Makes some sense, right?
Or you just flat out don’t believe in climate change and it’s not even a factor — let alone a thought — if and when you consider relocating. Also makes sense to help explain things.
Many of the most popular places people are looking to move to are at the most risk as we continue to increasingly feel the effects of climate change.
Interesting. If only we had a crystal ball on all of this stuff.
Overall, Redfin found that just 8% of U.S. residents looking to move over the next year are moving because they fear climate change where they currently live. Twenty-two percent are planning an escape due to cost of living.
To that end, these are top ten metro areas, people are leaving:
The top desired destinations include Las Vegas for people currently in LA and Milwaukee for folks in Chicago. Clearly, all about the cost of living there. Meanwhile, folks in gloomy Seattle search Phoenix most when looking out of state. It appears that the desire for extremely hot and dry weather over clouds and rain trumps climate change concerns for these homebuyers.
For the record, as of the middle of last month, temperatures in Phoenix hit at least 110 degrees for 54 days in 2023. That’s hot. And that’s an all-time record.
The Bottom Line: We find this fascinating. If you do a search for “the best places to live climate change,” you get a wild assortment of answers. Some sources say San Francisco; others say no way to California as a whole. Seattle and Portland make climate-resistant lists as well, but haven’t they seen their share of wildfires in recent years?

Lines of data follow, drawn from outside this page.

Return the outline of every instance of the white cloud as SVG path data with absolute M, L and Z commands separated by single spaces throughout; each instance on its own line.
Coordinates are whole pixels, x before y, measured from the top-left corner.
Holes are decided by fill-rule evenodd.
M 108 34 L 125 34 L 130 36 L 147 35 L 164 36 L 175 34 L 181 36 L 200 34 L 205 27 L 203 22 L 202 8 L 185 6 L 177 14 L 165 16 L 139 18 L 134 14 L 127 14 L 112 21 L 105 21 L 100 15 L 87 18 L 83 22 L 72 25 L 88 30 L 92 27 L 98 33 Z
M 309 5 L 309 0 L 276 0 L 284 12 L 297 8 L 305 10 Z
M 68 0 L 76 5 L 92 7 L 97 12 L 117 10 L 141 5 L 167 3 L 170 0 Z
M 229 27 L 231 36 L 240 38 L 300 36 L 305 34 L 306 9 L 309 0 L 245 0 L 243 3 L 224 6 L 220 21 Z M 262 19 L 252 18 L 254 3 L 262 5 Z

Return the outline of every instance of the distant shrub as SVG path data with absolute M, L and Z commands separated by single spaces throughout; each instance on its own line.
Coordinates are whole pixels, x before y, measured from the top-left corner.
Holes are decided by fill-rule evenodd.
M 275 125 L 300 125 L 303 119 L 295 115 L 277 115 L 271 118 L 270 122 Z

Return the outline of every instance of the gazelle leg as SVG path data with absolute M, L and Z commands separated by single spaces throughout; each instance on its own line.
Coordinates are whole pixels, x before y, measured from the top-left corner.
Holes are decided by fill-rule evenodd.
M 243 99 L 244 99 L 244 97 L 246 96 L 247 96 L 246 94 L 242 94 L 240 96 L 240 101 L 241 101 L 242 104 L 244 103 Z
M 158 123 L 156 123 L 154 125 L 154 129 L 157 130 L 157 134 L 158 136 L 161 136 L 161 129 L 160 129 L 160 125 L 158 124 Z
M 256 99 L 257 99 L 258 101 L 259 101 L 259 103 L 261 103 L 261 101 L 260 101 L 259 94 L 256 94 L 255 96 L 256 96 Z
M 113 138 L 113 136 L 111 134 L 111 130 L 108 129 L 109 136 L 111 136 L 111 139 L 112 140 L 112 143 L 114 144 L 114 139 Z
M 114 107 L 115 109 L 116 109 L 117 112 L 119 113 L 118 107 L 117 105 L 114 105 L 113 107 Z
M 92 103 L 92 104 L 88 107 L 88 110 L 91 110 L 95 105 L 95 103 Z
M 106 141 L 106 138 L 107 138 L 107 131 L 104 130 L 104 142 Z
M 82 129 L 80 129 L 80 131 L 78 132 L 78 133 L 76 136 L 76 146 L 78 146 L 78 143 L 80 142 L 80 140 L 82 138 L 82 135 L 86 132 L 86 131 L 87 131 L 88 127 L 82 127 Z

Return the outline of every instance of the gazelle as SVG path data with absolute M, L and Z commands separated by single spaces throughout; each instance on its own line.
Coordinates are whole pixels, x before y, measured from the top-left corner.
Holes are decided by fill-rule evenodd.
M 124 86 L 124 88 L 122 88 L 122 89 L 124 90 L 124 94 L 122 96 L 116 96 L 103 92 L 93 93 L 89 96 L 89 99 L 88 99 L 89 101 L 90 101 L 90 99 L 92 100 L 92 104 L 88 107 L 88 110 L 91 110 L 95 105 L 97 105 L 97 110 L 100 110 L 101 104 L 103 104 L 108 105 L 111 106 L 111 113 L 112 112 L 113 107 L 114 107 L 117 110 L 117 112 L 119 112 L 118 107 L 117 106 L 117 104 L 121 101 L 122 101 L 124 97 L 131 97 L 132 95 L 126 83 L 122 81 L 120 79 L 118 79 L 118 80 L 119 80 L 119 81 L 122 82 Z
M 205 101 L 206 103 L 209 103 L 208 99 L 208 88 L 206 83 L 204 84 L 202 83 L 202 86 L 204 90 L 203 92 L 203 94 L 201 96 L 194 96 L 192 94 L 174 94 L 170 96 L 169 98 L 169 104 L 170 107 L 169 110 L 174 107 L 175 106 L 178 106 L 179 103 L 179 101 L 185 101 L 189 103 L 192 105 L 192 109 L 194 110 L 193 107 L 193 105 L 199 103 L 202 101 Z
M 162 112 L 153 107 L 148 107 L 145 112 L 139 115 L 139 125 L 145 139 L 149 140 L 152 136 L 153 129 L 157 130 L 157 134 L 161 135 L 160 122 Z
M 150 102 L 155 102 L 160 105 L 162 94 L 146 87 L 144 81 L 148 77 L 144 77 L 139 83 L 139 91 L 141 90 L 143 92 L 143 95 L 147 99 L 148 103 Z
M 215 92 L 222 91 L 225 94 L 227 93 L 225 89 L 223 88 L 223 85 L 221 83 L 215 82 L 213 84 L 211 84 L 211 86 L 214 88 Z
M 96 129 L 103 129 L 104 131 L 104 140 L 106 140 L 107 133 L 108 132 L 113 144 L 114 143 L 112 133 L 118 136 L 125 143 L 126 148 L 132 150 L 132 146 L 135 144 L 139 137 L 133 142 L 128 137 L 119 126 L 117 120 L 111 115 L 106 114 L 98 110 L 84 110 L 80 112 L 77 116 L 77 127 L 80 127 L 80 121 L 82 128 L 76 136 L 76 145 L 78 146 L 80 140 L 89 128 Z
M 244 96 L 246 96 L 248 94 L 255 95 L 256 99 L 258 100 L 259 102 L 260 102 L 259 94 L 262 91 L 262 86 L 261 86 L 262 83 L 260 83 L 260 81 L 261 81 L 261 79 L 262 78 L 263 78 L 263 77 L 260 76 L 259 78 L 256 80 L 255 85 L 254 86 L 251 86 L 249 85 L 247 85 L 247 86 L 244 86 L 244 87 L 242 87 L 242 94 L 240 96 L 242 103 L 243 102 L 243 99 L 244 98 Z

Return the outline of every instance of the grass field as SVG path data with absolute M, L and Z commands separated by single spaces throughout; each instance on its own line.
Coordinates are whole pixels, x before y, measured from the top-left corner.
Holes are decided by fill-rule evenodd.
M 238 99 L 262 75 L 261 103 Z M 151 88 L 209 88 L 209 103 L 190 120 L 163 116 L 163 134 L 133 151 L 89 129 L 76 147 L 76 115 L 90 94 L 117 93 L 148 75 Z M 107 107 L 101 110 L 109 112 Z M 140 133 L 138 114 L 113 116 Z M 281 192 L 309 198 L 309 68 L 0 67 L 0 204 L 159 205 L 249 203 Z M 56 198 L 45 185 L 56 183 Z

It’s difficult to make sense of.
So, here’s The Juice’s consensus: Climate change is real, but it’s something we’re going to have to deal with and, hopefully, manage as best as we can at the individual and governmental levels. While climate change might be a consideration if you’re looking to move, it can’t be the consideration. Because while the science might be overwhelming and straightforward, the data on where you’ll be safest definitely isn’t.